Zu allen diesen ist, nach unsern Einrichtungen, eine Kenntnis derer Rechte nöthig, wenn man auch Policey- und Finanz-Sachen nicht handwercksmäßig behandeln darf.

Es solte aber auch gut seyn, wenn in denen Collegiis, so nicht allein mit der Rechts-Pflege zu thun haben, nur ein paar derselben kundige redliche Glieder fürhanden wären, die andern aber, so sich allein auf die Objecta ihres Collegii, ohne Juristerey, geleget, die Majora ausmacheten.
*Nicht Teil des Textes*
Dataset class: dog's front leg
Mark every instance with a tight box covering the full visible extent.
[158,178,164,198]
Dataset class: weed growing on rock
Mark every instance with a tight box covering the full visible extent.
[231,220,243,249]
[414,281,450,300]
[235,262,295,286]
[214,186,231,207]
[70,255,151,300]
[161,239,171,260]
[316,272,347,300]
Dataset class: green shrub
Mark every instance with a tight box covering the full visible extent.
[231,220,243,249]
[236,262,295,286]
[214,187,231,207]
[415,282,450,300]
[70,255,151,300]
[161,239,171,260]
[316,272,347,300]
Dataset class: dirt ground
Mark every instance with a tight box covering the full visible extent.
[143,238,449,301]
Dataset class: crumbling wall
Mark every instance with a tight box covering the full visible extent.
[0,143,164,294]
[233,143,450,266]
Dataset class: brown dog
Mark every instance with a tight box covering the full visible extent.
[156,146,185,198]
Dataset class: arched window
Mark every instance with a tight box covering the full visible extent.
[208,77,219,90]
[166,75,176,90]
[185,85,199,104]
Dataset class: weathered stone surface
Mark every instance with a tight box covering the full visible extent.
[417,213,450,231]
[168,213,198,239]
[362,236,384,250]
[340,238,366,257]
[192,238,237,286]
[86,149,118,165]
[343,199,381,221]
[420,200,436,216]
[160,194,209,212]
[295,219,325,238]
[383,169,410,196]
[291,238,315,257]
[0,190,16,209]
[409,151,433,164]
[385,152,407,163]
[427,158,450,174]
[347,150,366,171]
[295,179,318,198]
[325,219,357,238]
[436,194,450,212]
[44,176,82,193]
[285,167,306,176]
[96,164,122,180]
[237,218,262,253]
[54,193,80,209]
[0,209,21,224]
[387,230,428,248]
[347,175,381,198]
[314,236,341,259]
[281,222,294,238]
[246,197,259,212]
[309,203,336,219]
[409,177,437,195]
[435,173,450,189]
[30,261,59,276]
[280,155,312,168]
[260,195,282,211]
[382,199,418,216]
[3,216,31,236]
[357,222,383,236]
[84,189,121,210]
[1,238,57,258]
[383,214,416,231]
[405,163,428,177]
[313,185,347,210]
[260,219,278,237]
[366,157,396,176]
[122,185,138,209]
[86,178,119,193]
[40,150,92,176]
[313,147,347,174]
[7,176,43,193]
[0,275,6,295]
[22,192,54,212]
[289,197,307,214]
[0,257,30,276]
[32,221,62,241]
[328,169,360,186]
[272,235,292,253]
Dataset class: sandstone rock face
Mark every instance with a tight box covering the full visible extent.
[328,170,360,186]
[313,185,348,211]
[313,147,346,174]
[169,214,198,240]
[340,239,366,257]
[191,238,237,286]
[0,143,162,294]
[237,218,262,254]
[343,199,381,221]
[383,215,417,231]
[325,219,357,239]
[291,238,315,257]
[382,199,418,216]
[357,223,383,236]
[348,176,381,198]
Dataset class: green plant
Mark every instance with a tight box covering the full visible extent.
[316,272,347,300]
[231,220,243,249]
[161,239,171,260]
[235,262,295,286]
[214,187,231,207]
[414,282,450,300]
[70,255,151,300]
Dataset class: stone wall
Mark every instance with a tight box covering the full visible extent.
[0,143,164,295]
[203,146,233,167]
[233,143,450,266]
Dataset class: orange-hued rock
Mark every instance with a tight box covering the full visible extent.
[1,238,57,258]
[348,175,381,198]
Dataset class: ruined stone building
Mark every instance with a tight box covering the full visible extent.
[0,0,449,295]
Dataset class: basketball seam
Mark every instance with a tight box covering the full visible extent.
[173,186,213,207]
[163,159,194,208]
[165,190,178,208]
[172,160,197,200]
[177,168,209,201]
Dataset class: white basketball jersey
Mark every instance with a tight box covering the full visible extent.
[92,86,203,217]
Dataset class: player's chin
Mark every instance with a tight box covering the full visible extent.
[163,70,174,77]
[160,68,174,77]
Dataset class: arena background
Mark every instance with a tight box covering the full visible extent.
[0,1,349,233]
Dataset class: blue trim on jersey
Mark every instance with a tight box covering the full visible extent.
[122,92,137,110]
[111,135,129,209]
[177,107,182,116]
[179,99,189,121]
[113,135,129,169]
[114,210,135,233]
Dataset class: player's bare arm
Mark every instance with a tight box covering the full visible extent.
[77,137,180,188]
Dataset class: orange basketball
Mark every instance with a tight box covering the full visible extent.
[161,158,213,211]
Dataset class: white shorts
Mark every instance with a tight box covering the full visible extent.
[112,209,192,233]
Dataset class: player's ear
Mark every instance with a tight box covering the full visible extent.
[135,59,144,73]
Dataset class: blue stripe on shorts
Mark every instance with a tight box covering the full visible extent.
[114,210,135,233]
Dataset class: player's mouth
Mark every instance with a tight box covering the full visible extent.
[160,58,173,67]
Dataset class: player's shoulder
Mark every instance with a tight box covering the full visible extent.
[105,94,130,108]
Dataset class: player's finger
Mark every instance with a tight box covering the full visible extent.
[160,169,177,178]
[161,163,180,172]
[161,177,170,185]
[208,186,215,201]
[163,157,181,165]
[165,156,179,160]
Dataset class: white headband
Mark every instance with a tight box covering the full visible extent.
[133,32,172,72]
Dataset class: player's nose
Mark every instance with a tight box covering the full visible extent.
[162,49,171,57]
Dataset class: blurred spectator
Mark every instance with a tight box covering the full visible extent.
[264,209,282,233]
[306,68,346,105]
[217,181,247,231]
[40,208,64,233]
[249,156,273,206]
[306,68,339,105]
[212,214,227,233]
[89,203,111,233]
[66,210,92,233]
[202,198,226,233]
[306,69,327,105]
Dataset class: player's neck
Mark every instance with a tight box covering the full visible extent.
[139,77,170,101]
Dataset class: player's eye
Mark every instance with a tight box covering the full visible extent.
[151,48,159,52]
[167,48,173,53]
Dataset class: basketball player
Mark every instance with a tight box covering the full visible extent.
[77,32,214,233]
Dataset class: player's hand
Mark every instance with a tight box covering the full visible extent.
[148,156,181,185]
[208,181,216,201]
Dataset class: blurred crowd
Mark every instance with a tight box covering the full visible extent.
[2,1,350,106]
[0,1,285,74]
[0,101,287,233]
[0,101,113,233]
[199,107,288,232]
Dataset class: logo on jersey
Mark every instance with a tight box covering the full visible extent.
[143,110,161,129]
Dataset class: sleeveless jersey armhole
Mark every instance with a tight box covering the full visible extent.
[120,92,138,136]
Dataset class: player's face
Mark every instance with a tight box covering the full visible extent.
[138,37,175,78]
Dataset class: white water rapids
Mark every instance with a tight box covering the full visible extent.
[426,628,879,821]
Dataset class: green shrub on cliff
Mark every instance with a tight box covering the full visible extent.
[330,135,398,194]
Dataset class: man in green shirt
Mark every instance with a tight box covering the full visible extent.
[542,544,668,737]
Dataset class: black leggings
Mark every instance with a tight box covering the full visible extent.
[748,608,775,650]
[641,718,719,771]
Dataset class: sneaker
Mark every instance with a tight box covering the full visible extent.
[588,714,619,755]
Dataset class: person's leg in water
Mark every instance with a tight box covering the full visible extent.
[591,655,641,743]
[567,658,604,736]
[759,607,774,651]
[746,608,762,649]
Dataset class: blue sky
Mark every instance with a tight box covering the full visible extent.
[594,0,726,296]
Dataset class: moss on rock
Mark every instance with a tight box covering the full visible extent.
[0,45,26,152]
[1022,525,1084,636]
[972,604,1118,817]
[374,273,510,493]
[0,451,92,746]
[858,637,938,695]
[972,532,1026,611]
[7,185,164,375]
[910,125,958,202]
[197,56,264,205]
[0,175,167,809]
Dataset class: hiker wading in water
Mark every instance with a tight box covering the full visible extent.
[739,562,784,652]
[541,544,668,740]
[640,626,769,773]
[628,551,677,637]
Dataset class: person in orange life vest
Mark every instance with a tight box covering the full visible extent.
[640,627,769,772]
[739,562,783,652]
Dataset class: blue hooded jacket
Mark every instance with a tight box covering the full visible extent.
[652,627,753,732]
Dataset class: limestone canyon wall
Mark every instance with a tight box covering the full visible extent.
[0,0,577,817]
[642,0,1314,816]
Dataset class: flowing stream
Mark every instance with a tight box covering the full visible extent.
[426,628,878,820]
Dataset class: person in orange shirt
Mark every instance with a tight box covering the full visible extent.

Die Ursache, warum Rechtskundige in allen Collegiis nöthig, ist, weiln man in allen Collegiis gewisse Dinge proceßmäßig tractiret, und dem Wahne nachgehet, daß eine sonderbare Ehre erfordere, eine Jurisdiction zu haben, hiernächst auch die Rescripte Sportuln einbringen.

Wenn jeder nur das Beste der gemeinen Sache bedächte, so solte man sich für allen Jurisdictions-Sachen hüten, alle Policey- und Finanz-Sachen kurz und gut entscheiden, wenn aber unter Partheyen eine Untersuchung oder Erörterung nöthig, selbige lediglich an die Justiz-Collegia verweisen und deren Ausspruch, wenn selbiger erfolget, annehmen.

Weiln wir nun zu Justiz-Collegiis, zu Policey-Ämtern und zu Finanzen Leute nöthig haben und sich eine Menge junger Leute angeben, so ist zu überlegen, wie man die letzteren kennen oder brauchbar zu machen bequeme Mittel finde.

Ein rechtes Unglück ist, daß jeder alles Standes gleich nach Hofe in die obern Collegia verlanget, wo man die Leute, wenn sie nicht einschlagen, nicht wieder los werden kan. Leute von Mittel-Stande entschließen sich noch, in denen Cantzleyen zu dienen, und da werden viele gute Leuthe gezogen, welche man herfürziehen könnte, wenn nicht die Stellen von oben herab besezet wären, wodurch mancher abgeschrecket oder mit einem ganz ungebührlichen Titel getröstet wird.

Diese Titel-Sucht siehet man als ohnverfänglich an, sie hat aber für das gemeine Wesen die traurigsten Folgen, darneben daß sie dem mit selbiger Befangenen höchst schädlich.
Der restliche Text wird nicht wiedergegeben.